- English edition of the first volume of The Manzai Comics as published by Aurora Publishing
- Genre: Comedy
- Written by: Atsuko Asano
- Illustrated by: Hizuru Imai
- Published by: Jive
- English publisher: NA: Aurora Publishing;
- Magazine: Comic Rush
- Original run: December 1, 2005 – March 10, 2009
- Volumes: 5

= The Manzai Comics =

Japanese manga series

The Manzai Comics (also known as The Comedy Team) is a manga series written by Atsuko Asano and illustrated by Hizuru Imai. In Japan it is published by Jive. In the United States it is published by Aurora Publishing.

Takashi Akimoto (秋本 貴史, Akimoto Takashi), a confident and forceful student, cajoles Ayumu Seta (瀬田 歩, Seta Ayumu), a misfit, into forming a manzai comedy duo together. Other characters include Meguna, Takashi's childhood friend and "fated partner", Kotomi, a yaoi fan who ships Takashi and Ayumu, Yuichi, a "class officer", and Nobuhiko, Takashi's soccer teammate who mediates between Takashi and Ayumu.

==Volumes==
Jive prints The Manzai Comics under its Pureful imprint in an A6 size and under its Colorful Bunko imprint in a B6 size.

| No. | Original release date | Original ISBN | English release date | English ISBN |
|---|---|---|---|---|
| 1 | December 1, 2005 | 978-4-86176-253-6 | January 2009 | 978-1934496503 |
| 2 | March 1, 2006 | 978-4-86176-281-9 | - | — |
| 3 | September 11, 2006 | 978-4-86176-335-9 | - | — |
| 4 | November 10, 2007 | 978-4-86176-455-4 | - | — |
| 5 | March 10, 2009 | 978-4-86176-645-9 | - | — |

==Reception==
Danica Davidson finds Ayumi to be a very sympathetic character, as she regards his "insecurity" and drive to be "normal" as being "understandable to readers his age or anyone who's ever been his age". Davidson felt that the serious treatment of Ayumu's family tragedy was incongruous with the broader comedy themes of the manga, and wondered in what tone the manga would continue. Ed Chavez feels that the theme of the manga is "learning about relationships" and feelings, and notes that they've "gone through a lot", particularly Ayumu, who is starting at a new school after a family tragedy. Ayumu feels responsible for the incident, and is making an effort "not to stand out" and to "just be a normal kid".Chavez feels that Takashi sees Ayumu's true personality under his "normal kid" facade, and decides that Ayumu is the perfect teammate for Takashi's dream of being part of the funniest comedy duo in Japan. Chavez did not find the main duo engaging enough to wish to continue reading the series, although he enjoyed the interactions of the whole cast. He feels the theme of The Manzai Comics is learning to grow up and have fun along the way and learning to hold on to your ambitions, classifying The Manzai Comics as seinen, but feels the manga would be more suitable for younger readers despite some swearing.
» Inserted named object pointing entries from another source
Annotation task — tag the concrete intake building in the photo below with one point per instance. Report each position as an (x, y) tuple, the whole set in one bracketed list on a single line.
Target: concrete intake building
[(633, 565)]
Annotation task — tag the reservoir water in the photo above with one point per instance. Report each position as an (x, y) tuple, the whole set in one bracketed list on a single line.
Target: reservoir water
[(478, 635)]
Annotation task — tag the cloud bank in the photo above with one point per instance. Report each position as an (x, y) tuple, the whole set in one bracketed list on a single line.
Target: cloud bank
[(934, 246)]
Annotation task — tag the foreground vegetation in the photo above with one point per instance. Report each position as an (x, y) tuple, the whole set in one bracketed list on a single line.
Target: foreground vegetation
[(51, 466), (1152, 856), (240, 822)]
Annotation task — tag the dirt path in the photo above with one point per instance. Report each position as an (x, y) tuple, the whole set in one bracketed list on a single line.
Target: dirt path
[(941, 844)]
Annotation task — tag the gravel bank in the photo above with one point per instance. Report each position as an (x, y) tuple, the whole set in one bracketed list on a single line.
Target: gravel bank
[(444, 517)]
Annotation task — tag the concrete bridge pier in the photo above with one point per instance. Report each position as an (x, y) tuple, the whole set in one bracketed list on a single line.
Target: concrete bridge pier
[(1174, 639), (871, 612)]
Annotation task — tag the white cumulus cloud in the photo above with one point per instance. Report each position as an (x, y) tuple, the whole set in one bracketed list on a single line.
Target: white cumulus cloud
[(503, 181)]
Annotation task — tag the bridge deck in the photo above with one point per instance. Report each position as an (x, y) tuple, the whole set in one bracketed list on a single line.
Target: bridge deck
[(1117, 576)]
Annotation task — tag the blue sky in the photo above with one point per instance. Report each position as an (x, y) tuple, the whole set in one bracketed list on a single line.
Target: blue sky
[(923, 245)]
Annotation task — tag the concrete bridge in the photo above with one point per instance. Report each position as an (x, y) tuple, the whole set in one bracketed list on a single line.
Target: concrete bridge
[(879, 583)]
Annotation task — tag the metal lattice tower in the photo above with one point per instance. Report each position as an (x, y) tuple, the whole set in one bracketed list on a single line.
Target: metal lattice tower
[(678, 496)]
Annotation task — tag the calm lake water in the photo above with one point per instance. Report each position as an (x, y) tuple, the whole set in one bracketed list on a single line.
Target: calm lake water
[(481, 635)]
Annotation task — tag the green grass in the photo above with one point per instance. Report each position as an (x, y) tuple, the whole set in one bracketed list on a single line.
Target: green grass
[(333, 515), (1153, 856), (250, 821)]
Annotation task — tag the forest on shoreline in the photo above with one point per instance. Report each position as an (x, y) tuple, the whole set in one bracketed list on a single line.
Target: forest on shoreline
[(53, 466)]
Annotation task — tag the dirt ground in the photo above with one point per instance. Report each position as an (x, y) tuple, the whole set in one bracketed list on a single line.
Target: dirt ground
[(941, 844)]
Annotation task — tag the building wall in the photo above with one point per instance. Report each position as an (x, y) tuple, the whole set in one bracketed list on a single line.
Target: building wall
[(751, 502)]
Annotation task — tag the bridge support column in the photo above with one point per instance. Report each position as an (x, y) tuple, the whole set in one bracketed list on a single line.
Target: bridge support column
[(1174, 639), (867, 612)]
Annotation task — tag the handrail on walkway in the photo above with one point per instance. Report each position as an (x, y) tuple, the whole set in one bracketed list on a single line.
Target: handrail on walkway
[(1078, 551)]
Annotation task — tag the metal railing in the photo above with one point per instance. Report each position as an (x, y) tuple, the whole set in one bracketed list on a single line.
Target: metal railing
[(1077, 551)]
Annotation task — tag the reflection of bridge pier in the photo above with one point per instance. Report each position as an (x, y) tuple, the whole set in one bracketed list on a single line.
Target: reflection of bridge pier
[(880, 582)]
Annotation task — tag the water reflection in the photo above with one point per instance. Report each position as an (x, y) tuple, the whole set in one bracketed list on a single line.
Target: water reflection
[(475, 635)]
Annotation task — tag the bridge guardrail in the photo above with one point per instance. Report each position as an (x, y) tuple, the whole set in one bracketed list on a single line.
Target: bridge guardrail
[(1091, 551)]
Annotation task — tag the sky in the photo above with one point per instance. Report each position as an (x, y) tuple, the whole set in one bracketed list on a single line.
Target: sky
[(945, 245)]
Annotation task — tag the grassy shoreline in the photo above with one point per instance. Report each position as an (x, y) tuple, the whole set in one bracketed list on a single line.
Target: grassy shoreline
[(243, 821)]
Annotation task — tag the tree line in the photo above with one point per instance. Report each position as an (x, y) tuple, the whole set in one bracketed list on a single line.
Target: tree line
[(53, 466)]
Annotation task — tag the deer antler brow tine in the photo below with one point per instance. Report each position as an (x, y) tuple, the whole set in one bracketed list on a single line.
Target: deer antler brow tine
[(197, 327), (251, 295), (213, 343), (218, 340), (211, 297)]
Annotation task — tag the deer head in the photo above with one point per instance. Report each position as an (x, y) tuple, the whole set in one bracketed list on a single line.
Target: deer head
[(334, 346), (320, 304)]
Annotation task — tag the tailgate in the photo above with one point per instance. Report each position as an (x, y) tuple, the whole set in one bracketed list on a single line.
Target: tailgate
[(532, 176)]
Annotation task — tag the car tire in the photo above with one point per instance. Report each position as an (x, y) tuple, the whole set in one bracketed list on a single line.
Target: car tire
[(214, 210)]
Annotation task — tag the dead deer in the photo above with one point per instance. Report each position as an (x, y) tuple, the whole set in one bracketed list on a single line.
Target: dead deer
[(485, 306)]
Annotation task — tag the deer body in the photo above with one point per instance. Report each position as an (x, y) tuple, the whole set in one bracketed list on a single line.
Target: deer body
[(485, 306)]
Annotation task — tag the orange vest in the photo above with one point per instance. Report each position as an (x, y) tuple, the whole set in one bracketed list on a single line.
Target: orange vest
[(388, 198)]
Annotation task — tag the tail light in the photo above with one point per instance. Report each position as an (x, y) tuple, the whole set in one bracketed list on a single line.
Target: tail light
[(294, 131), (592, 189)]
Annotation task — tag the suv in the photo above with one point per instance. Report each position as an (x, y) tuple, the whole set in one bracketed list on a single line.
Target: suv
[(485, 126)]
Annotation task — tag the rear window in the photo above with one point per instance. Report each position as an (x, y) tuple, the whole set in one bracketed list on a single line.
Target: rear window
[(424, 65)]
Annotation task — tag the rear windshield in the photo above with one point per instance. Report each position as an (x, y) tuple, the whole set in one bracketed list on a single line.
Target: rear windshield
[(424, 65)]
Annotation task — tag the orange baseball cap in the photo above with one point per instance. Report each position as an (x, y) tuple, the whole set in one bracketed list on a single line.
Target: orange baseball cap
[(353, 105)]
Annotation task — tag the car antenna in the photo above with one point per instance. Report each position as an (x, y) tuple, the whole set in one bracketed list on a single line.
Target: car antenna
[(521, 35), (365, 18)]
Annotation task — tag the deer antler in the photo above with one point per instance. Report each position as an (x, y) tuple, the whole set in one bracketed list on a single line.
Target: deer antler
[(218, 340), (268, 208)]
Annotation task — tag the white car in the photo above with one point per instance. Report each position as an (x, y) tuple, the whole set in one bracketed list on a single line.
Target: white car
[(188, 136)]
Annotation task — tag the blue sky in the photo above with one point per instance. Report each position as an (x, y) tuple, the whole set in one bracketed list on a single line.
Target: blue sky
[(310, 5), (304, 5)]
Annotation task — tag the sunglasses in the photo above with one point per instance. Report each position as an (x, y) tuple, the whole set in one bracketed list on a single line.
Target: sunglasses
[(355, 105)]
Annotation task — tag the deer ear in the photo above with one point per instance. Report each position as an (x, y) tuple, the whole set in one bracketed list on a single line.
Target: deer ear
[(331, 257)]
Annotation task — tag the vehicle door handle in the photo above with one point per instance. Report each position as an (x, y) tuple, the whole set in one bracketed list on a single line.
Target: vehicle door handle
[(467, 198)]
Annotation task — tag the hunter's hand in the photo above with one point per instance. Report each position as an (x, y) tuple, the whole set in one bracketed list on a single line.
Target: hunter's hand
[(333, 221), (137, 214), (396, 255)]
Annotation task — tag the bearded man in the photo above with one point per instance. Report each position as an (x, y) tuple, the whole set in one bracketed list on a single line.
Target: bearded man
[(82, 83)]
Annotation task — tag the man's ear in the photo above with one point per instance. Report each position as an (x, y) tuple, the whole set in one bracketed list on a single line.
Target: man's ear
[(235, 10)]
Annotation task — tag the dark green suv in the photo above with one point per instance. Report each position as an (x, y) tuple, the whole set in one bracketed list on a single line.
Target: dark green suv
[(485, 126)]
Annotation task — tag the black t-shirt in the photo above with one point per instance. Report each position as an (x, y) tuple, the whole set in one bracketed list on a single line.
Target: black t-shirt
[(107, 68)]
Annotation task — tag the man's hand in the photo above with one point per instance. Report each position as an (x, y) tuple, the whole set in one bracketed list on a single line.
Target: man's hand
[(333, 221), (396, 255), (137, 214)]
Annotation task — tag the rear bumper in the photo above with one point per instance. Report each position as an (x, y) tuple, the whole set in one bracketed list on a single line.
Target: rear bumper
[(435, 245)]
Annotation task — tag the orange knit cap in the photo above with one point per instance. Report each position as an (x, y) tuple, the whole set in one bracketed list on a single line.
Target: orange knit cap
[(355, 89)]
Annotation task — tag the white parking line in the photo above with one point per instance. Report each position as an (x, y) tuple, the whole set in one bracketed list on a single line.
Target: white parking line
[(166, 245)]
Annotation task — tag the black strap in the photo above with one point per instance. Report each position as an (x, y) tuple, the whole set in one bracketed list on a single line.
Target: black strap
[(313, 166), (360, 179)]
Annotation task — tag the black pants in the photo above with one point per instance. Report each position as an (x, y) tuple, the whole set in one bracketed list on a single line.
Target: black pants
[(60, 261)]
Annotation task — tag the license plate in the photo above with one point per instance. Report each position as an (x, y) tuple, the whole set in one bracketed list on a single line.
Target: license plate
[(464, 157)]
Chavez places the theme of the manga within the context of a manzai boom of the 1980s, and a subsequent general increase of manzai on television and anime. He felt that the comedic twist on the staging of Romeo and Juliet was refreshing. Brigid Alverson was disappointed that there were no translator's notes explaining manzai. Chavez feels that later, the more complicated manzai humour is lost in translation, and that it is a difficult topic for a manga. Alverson did not find the comedy particularly funny, but felt the secondary characters were well-developed, especially enjoying the lampooning of "super-cute shoujo girl" characters via Meg. Chavez also remarked on the character designs of the females, describing them as "moe", noting the illustrator's previous work for Gainax. Katherine Dacey felt that the manga "covered familiar ground, but yielded some funny moments nevertheless", feeling that the more "melodramatic" moments were not well-integrated with the rest of the manga, but that they added an extra dimension to the characters' friendship. Connie C. for PopCultureShock felt that the blending of genres was done well, and although she found the plot and characters "unremarkable", she felt that the manga was well-executed.